As CIO, I’m now leading Santen’s digital strategy in close collaboration with the CEO, and we have a lot of interactive sessions with other departments in Santen—from supply-chain management and manufacturing to R&D and corporate functions—to incorporate their plans into our digital agenda. Our work to develop new digital capabilities is now an essential part and the key enabler of the company strategy over the next few years.

At the company level, the medium-term strategy serves as a sort of constitution for the whole company. Every individual initiative should be aligned to the strategy, and the KPIs for IT and business departments should be linked. That’s why we’re entering decision-making discussions at the strategy-development phase very proactively rather than waiting until only after decisions are being implemented. This partnership between IT and business has to be an iterative process to consolidate and grow the digital strengths of the company.
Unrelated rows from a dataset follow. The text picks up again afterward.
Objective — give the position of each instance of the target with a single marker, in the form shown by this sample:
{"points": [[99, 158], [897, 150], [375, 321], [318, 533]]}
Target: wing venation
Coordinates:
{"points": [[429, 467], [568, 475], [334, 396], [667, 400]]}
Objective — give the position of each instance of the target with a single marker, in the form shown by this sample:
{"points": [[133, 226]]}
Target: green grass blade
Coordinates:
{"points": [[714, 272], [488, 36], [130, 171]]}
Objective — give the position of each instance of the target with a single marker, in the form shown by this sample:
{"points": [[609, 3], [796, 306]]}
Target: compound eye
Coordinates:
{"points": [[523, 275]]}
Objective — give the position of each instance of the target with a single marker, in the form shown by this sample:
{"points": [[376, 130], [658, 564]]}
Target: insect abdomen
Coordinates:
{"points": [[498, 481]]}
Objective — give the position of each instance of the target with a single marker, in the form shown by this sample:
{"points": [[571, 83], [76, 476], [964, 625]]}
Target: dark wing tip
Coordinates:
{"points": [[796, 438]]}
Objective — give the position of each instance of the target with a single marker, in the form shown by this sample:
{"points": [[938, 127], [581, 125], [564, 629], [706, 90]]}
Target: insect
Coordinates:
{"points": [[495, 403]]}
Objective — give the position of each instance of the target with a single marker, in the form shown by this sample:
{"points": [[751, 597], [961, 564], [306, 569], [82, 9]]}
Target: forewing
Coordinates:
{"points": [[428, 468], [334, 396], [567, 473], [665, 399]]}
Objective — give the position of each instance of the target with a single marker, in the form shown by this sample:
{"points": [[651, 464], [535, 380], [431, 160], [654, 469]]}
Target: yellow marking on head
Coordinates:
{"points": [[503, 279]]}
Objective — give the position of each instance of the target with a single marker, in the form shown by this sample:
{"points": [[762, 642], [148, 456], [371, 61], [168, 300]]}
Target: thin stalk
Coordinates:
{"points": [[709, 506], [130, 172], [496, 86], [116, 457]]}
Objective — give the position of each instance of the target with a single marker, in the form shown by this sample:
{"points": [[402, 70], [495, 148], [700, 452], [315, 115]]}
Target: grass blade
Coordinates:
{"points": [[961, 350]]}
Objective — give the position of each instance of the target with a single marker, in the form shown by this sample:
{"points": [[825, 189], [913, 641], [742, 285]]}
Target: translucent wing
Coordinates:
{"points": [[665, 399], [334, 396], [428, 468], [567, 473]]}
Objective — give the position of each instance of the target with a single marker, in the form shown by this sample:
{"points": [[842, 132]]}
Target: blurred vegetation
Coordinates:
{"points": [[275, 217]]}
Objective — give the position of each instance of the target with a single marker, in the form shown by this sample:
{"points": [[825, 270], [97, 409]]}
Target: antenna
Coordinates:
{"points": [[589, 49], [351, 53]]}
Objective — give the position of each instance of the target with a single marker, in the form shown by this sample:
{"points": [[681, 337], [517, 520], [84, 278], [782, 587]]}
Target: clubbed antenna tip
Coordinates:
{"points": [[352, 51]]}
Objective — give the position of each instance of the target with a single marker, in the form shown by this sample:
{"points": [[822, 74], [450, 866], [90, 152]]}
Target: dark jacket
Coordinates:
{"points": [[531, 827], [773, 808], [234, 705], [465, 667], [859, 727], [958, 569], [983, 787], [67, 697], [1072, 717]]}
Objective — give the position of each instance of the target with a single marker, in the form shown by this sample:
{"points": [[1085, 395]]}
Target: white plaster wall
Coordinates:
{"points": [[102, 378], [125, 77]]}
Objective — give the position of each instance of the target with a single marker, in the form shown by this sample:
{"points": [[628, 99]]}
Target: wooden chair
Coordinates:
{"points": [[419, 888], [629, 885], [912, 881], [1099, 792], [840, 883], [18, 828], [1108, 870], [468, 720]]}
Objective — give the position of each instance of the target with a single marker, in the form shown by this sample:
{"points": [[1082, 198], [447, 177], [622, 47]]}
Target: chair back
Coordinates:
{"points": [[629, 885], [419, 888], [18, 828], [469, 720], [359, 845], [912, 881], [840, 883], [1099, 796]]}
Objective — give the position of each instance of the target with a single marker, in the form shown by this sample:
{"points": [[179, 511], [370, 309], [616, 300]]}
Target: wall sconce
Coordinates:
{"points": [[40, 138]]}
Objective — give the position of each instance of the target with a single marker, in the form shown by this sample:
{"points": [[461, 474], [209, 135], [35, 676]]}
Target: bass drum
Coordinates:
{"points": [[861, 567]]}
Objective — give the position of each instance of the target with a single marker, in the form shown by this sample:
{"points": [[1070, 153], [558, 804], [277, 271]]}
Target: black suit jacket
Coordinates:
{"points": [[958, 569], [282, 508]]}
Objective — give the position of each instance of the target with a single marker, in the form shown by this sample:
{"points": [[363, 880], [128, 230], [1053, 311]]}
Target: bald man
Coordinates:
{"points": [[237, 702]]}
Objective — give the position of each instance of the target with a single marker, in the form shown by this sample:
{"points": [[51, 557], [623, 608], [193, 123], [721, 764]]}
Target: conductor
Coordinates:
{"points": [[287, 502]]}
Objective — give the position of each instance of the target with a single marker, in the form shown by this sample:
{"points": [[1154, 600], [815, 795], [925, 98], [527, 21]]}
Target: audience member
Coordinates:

McKinsey: Talking about developing Santen’s internal capabilities, how are you looking at your workforce? Are you prioritizing reskilling or hiring new talent?

Minori Hara: We need to adopt a hybrid approach. Our existing employees need to be reskilled for sure, but we don’t have the time for everyone to be reskilled to the optimal level. So we’re also hiring people with the relevant digital experience, and they could even be from different industries. Having new, experienced hires in the mix will stimulate our internal workforce too.

Reskilling is not just about technical or digital capabilities; we’re also talking about business-partnership skills and project management. With digital being a key focus for the company in the years ahead, we need more agile forms of project management, as opposed to the traditional waterfall project-management system. So when we’re thinking about expanding our employees’ capabilities, we’re really looking at a strategy that embraces a mix of internal reskilling and external hiring.

McKinsey: You spent two decades at the UN. Have you brought anything from that experience to your current role?

Minori Hara: Last year, we announced a partnership agreement with ITU [International Telecommunication Union], a Geneva-based UN-specialized agency for ICT [information and communications technology]. We are now participating in a program called “Be He@lthy, Be Mobile,” a joint initiative of ITU and WHO [World Health Organization]. It is designed to raise awareness of the prevention and management of noncommunicable diseases through the use of mobile and digital devices to promote healthy lifestyles. I am happy that I have a unique role in this partnership as Santen CIO as well as a former UN professional.

Former Secretary-General of the United Nations Kofi Annan once said, “The future belongs to you, but it can only belong to you if you participate and take charge.” A fundamental part of my own career aspiration has been and continues to be an implementer of SDGs, not just managing an IT department. Promoting digital transformation is one of the key enablers to strategically address social issues related to people’s eye health. Digital is glue to the two worlds, and I hope we continue to be relevant to the global agenda.

McKinsey: Finally, can you paint a picture of Santen as a social innovator in 2030?

Minori Hara: Internally, if we’re still talking about digital transformation in 2030, we haven’t transformed. By then, digital should already have become an integral part that is fully embedded in our company’s core. The work that we’re doing now should already be forgotten.

From an outside perspective, my hope is that Santen would have a closer presence in people’s lives. Yes, our products are easily found in drugstores and often prescribed now, but we could contribute to people’s happiness more actively and directly. We want to be an “orchestrator” of the healthcare ecosystem’s transformation, and as traditional business models are becoming obsolete, we’ll be engaging in more unconventional partnerships to reimagine Santen’s boundaries and provide more integrated services, which will lead to happiness with vision for people around the world.